An Amtrak agent led us a long ways and then we went through a doorway of sorts and were left on our own, told to walk all the way to the front of the train. Which the whole crowd of us did right down to the engine. We had walked right past all the sleeper cars! So the whole gaggle of us turned around and started peering at car numbers in the gloom. Turns out our sleeping car attendant, while pleasant, wasn’t exactly the hardest worker. I am pretty sure he was supposed to be outside the car looking for us.
But the rest of the trip was very relaxing. Our family bedroom was spacious and I enjoyed some much needed bits of solitude while small child and spouse sat in the observation car or meandered through the train. I spent a lot of time just gazing out the window at the passing country which I thoroughly enjoyed.
Meals were included with our sleeper car which was a good thing as the meals were pricey. While the menu was limited the food wasn’t bad at all. I had a very good steak the first night and everything I ate was actually quite tasty.
The first leg of our trip was from Chicago to San Antonio. The train wasn’t very crowded and our car was next to the observation car and the next car was the dining car, very convenient.
The second leg of our trip had our car being added to the Texas Eagle that came from Louisiana and continued on to Los Angeles. Now our car was at the back of the train (hey, we were the caboose!) and we had to walk through all the coach cars to get to the observation car and the dining car. It was a slow go with people’s legs sticking out in the aisle and others just standing in the way. We learned after the first trek to go up a bit early and wait in the observation car for our seating time for meals to be called.
The train was much more crowded now but since we had our own private compartment it didn’t really bother me. We shared our dining table with seasoned train travelers and learned some good tricks. (You can get a roll with your meal if you just ask and “the tamale lady” meets the train at Alpine, Tx.)
Our sleeping car attendant, Steve, did an excellent job of keeping things tidy (specifically the bathrooms) and being around if we needed him (we didn’t) and offering to make up the beds etc. He really kept on top of things and that was how we realized what a poor job the first sleeping car attendant did. Live and learn, at least we learned how to set up and put away the beds on a train.
I was surprised at how well I slept. The first night I had the top bunk which seemed a bit narrow but was okay. The second night my husband and I swapped and I slept on the more spacious and better padded bottom bunk. I didn’t hear a thing and didn’t notice when we were swapped from one train to the other in San Antonio in the middle of the night.
When we left the train in Tucson there was quite the line of people waiting to get on. Apparently the coach cars would be completely full going to LA, an overnight trip. Yikes!

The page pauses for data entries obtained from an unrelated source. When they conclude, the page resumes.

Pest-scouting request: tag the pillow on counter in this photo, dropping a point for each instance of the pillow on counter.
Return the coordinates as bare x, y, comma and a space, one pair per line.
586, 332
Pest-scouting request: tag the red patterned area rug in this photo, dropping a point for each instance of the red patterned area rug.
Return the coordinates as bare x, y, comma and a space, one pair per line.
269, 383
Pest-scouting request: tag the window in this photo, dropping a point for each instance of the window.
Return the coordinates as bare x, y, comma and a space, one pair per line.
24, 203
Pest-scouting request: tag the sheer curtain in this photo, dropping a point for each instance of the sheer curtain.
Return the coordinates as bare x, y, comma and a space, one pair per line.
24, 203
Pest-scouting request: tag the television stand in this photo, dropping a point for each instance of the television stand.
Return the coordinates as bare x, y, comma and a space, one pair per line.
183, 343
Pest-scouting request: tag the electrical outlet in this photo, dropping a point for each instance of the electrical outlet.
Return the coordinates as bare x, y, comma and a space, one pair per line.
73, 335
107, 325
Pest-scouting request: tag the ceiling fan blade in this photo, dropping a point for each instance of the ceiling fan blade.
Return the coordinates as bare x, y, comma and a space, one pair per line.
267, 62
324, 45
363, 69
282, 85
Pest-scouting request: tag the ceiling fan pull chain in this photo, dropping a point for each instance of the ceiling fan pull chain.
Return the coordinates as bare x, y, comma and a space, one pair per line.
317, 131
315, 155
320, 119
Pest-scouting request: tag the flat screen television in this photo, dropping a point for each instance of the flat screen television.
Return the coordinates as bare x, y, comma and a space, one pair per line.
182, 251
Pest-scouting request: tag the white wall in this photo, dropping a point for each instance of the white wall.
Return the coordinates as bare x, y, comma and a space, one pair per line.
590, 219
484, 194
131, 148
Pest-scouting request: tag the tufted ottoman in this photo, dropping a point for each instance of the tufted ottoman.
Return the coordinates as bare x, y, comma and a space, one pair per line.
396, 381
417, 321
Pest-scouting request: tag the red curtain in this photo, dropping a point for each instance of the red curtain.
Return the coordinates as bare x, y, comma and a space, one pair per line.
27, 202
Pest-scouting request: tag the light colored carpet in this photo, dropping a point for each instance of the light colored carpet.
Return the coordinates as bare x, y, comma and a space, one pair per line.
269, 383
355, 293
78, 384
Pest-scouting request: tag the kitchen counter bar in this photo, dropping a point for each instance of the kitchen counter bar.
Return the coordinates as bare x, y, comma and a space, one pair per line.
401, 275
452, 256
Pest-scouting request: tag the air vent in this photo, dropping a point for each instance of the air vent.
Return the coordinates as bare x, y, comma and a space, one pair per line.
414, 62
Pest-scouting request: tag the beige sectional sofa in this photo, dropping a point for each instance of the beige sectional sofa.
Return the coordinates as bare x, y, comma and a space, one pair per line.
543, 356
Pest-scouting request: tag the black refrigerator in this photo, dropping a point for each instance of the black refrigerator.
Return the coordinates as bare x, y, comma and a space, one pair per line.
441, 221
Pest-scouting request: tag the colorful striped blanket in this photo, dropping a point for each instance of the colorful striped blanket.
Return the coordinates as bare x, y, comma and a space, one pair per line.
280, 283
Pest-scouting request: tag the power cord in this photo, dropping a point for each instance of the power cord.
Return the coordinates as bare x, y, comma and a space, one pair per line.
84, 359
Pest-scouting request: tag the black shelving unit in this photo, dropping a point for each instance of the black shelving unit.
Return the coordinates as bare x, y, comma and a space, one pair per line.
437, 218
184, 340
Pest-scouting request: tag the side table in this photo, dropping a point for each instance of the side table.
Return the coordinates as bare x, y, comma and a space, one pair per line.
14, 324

I say if you are thinking of taking the train, do it! And if you are going to be on overnight splurge and get some kind of sleeping car. There are little rooms (roomettes), slightly bigger rooms with a private bath and one or two family sleeper rooms. The family sleepers do not have their own bathrooms but facilities were just a few steps up the hallway. It took me a day but I eventually learned there is a little light on the ceiling in front of the bathrooms and shower room that lights up when it is occupied. I never had to wait for the facilities though I did get up early to shower. Look into making reservations pretty far in advance as the sleeper cars fill up on some of the routes. Our train only had one family sleeper car and we reserved it eight months in advance.
I would love to take the train again. It was a very positive experience. Happy Rails!